The chemical space of drug-like molecules is estimated to contain approximately 1060 compounds. Even the largest virtual libraries cover only a minuscule fraction of this space, and screening them using standard supervised methods is prohibitively expensive. Generative models hold the potential to expand this search space by sampling directly from the underlying data distribution. However, most existing models fail to produce molecules that can be easily or affordably synthesized in a wet lab, limiting their practical utility. We develop generative methods that ensure synthesizability out-of-the-box and study factors such as improving their scalability and exploration efficiency.

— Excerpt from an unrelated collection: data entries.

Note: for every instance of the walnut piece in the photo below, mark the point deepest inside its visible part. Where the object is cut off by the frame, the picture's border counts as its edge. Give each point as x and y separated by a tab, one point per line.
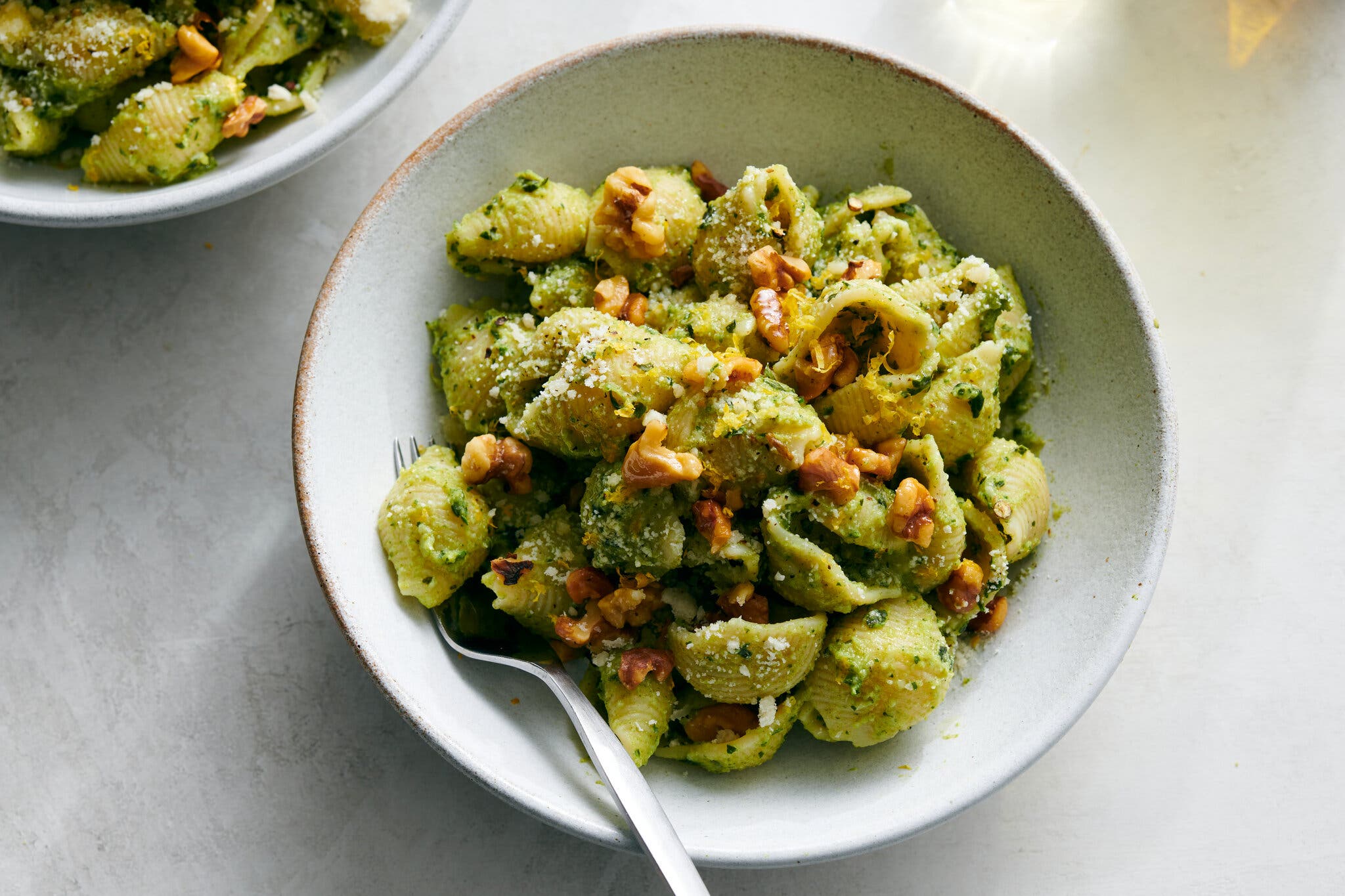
743	602
510	568
830	362
487	457
994	616
862	269
881	459
638	662
911	515
630	213
962	591
824	471
707	725
245	114
771	320
195	54
713	521
630	606
613	296
772	270
705	182
650	465
586	584
728	372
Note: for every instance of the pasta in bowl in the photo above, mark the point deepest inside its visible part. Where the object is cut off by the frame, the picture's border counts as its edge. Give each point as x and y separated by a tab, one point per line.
753	468
989	194
119	112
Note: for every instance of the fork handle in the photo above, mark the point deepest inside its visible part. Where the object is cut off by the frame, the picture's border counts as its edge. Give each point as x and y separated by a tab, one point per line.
634	798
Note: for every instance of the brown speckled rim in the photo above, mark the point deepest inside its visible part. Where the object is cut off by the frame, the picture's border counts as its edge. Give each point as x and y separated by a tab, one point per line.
1165	438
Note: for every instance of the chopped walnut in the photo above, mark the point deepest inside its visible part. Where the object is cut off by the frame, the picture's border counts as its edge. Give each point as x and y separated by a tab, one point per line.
195	54
994	616
771	320
586	585
613	296
510	568
638	662
830	362
487	457
713	521
731	499
824	471
245	114
564	652
728	372
881	459
707	725
705	182
630	211
862	269
630	606
962	591
650	465
911	515
772	270
743	602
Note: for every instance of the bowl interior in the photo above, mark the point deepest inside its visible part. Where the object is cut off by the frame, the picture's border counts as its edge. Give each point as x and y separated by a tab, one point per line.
838	119
38	192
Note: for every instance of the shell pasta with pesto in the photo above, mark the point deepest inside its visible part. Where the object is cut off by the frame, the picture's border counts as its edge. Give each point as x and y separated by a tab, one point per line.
751	454
142	92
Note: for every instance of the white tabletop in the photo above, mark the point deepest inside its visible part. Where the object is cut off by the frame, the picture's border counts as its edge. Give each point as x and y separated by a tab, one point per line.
182	714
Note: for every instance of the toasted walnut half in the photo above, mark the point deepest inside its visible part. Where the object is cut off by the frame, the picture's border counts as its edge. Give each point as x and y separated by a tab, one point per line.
588	630
743	602
962	591
586	584
649	464
631	214
881	459
631	606
715	522
705	182
862	269
510	568
487	457
728	372
195	54
911	515
830	362
718	721
639	662
771	319
613	296
994	616
772	270
245	114
824	471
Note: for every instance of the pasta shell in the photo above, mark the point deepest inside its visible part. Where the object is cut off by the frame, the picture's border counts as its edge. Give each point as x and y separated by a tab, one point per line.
433	528
751	750
883	670
539	595
1009	482
639	717
740	661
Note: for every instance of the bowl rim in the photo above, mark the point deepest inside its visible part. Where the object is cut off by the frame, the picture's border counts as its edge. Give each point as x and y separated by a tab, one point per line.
218	188
1166	445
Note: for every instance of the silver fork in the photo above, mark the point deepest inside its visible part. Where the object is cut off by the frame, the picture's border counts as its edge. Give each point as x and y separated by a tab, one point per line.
634	797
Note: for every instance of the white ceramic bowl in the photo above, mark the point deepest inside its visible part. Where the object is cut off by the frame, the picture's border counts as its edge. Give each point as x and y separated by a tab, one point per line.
37	192
838	117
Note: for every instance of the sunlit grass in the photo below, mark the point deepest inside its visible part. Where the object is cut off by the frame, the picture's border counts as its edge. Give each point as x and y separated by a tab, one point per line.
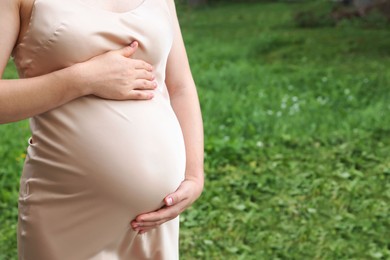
297	139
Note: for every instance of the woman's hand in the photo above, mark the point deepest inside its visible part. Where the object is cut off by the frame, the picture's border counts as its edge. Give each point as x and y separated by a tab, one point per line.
175	203
115	75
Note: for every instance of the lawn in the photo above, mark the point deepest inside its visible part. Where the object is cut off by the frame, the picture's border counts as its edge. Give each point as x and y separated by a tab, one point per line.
297	138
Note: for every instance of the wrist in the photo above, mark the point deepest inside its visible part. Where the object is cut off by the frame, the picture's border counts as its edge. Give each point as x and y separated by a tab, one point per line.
76	80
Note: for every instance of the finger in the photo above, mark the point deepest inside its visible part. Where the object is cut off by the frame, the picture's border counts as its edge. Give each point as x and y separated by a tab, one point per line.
140	64
144	74
143	84
140	95
177	196
154	216
129	50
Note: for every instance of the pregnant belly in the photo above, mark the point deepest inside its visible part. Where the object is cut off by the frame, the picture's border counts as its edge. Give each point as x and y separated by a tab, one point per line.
131	152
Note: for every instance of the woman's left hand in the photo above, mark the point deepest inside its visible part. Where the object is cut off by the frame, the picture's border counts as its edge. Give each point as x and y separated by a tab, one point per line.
175	203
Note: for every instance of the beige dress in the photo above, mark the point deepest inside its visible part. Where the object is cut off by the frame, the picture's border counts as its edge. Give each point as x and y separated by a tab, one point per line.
93	164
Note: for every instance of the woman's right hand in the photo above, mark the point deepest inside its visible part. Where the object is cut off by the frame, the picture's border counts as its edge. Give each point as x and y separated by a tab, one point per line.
115	75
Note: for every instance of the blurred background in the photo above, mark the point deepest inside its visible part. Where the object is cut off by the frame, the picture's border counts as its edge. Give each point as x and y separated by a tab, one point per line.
296	107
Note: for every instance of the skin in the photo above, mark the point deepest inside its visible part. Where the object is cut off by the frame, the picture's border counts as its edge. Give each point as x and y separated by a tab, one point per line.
112	75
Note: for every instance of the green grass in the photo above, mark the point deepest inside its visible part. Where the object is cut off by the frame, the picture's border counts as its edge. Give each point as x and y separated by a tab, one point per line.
297	138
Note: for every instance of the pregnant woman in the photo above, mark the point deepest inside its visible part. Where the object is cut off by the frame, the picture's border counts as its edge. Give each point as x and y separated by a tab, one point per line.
116	151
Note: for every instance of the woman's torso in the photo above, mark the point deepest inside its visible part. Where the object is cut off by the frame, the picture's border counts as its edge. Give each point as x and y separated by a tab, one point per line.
104	140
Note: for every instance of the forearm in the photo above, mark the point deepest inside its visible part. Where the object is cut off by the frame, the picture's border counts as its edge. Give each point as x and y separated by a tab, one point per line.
23	98
186	106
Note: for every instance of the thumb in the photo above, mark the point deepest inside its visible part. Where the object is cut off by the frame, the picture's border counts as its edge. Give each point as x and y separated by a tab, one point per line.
129	50
175	197
172	199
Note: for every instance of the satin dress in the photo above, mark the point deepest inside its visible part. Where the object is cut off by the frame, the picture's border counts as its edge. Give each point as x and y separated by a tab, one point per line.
94	164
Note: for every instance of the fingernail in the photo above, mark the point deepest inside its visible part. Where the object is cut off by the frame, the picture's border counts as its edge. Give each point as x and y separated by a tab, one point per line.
169	201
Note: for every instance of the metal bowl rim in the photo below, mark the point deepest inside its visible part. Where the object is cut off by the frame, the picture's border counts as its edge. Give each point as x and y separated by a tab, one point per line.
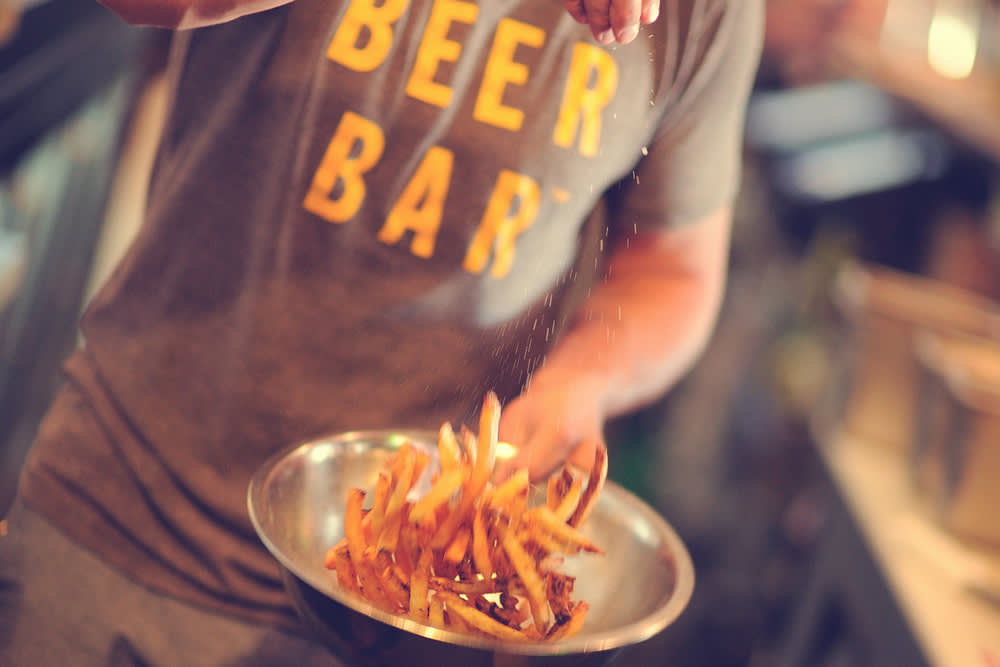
627	635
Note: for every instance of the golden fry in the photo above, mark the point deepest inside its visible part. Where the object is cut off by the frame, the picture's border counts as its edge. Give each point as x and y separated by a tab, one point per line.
356	545
466	587
569	501
598	475
449	451
455	553
533	584
379	498
346	576
436	612
562	532
441	492
420	587
477	619
505	494
330	561
442	558
481	545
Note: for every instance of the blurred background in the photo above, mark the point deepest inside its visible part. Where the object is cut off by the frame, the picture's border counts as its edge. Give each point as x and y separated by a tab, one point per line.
834	459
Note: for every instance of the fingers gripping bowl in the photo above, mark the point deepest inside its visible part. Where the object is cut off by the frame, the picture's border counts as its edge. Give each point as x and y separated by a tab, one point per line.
636	588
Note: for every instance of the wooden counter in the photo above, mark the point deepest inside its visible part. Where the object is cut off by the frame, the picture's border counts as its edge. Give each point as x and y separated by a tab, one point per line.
939	585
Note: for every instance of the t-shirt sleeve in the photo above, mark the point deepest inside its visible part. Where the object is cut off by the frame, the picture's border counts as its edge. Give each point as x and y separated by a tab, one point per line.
692	167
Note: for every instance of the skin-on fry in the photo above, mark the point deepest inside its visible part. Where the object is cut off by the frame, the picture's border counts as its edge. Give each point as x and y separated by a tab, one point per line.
467	555
468	441
533	584
477	619
449	451
420	587
511	489
481	545
330	561
598	474
569	501
379	499
557	487
455	553
370	587
436	612
441	492
573	625
465	587
562	532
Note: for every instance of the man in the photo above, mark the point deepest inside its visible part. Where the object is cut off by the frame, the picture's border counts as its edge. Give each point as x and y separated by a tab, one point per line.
366	215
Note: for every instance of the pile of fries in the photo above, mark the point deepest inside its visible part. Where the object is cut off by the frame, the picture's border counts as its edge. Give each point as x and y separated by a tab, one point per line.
468	555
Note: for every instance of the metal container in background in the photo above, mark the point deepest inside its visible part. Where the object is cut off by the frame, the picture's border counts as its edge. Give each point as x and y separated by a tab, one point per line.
638	588
874	395
958	462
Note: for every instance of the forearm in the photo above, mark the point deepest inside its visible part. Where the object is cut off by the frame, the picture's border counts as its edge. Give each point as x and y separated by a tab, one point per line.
185	14
644	327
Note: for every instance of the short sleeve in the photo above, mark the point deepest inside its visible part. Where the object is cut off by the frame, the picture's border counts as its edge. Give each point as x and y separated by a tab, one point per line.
692	167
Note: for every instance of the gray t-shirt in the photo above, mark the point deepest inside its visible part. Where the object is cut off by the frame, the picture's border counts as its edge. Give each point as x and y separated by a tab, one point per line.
366	216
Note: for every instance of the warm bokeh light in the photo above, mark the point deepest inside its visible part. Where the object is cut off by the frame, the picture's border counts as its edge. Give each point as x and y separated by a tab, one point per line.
952	44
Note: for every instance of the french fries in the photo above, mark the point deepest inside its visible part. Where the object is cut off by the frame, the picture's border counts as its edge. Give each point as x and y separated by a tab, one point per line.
469	556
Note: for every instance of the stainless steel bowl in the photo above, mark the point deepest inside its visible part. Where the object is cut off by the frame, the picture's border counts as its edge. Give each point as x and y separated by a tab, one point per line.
296	500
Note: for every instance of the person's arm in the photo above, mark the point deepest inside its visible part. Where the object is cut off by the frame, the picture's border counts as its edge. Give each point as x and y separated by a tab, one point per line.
639	332
186	14
648	321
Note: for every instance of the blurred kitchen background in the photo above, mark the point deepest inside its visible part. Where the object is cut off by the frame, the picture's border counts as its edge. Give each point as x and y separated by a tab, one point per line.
833	461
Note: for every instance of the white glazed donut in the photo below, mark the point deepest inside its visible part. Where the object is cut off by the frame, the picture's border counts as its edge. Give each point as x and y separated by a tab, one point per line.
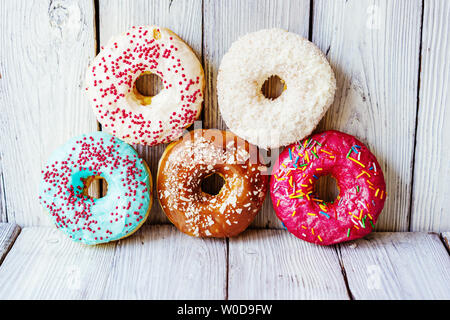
122	110
309	87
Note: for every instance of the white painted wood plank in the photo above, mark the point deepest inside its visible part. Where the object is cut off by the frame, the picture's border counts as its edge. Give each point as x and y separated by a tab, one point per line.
397	266
160	262
184	17
373	46
157	262
8	234
45	264
45	49
273	264
225	22
431	170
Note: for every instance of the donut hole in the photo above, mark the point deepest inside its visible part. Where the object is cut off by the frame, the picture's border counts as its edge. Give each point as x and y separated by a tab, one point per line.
212	184
95	187
327	189
147	85
273	87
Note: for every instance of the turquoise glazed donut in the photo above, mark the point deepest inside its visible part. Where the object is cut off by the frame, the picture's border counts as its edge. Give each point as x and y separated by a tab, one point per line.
69	172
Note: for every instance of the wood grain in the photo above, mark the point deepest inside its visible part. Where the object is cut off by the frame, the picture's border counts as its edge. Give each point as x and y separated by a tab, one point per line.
273	264
225	22
160	262
8	234
373	47
430	202
184	17
397	266
45	49
45	264
446	238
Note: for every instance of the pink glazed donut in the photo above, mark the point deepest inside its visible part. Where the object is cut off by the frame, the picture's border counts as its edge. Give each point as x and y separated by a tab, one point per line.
362	189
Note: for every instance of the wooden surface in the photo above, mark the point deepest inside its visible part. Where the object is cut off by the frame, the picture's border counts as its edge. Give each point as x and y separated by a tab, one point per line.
431	171
446	239
45	50
391	60
184	17
156	263
162	263
374	49
44	264
8	234
397	266
159	262
273	264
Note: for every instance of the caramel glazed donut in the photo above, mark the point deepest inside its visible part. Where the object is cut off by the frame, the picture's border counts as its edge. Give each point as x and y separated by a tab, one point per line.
118	105
199	154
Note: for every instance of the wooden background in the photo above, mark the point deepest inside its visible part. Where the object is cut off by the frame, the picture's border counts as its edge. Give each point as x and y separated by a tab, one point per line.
391	59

Binding affinity estimation

Biological experiments are expensive and time-consuming. While proxy methods such as docking and molecular dynamics simulations exist, they are either inaccurate or computationally expensive. Although recent machine learning models aim to improve this, they often fall short in practical applications, particularly due to poor out-of-distribution generalization. Our work focuses on understanding the limitations of various binding affinity estimation methods and designing efficient multi-fidelity pipelines that guide our generative models.

Foundation models

While binding affinity models are a useful starting point for compound screening, their accuracy is inherently limited, and they often require a specific protein target, which is not always available — particularly in the still-emerging field of aging research. Ultimately, we aim to train biological oracles directly on experimental data. However, the limited size of biological datasets presents a challenge. To address this, we investigate the use of chemistry foundation models as a starting point for fine-tuning on downstream biological tasks in low-data scenarios and employ multi-modal contrastive learning to incorporate unannotated data into model training.

Active learning

Although foundation models help address low-data challenges, task-specific data is still essential for reliable predictions. Given the high cost of biological data acquisition, it is crucial to optimize the experimental process by maximizing the information gained from each screened compound. We develop active learning methods to identify the most informative compounds for screening and explore approaches that integrate chemical synthesis constraints to further increase throughput.

Senolytic discovery

Our primary biological focus is on cellular senescence, a key process linked to aging. We use the pipelines described above to design senolytics — drugs that selectively target and eliminate senescent cells. Of the various hallmarks of aging, cellular senescence is particularly amenable to high-throughput screening due to its ease of detection through image-based methods. Working closely with our biology collaborators, we conduct both target-based and phenotypic-based screens to discover novel senolytics.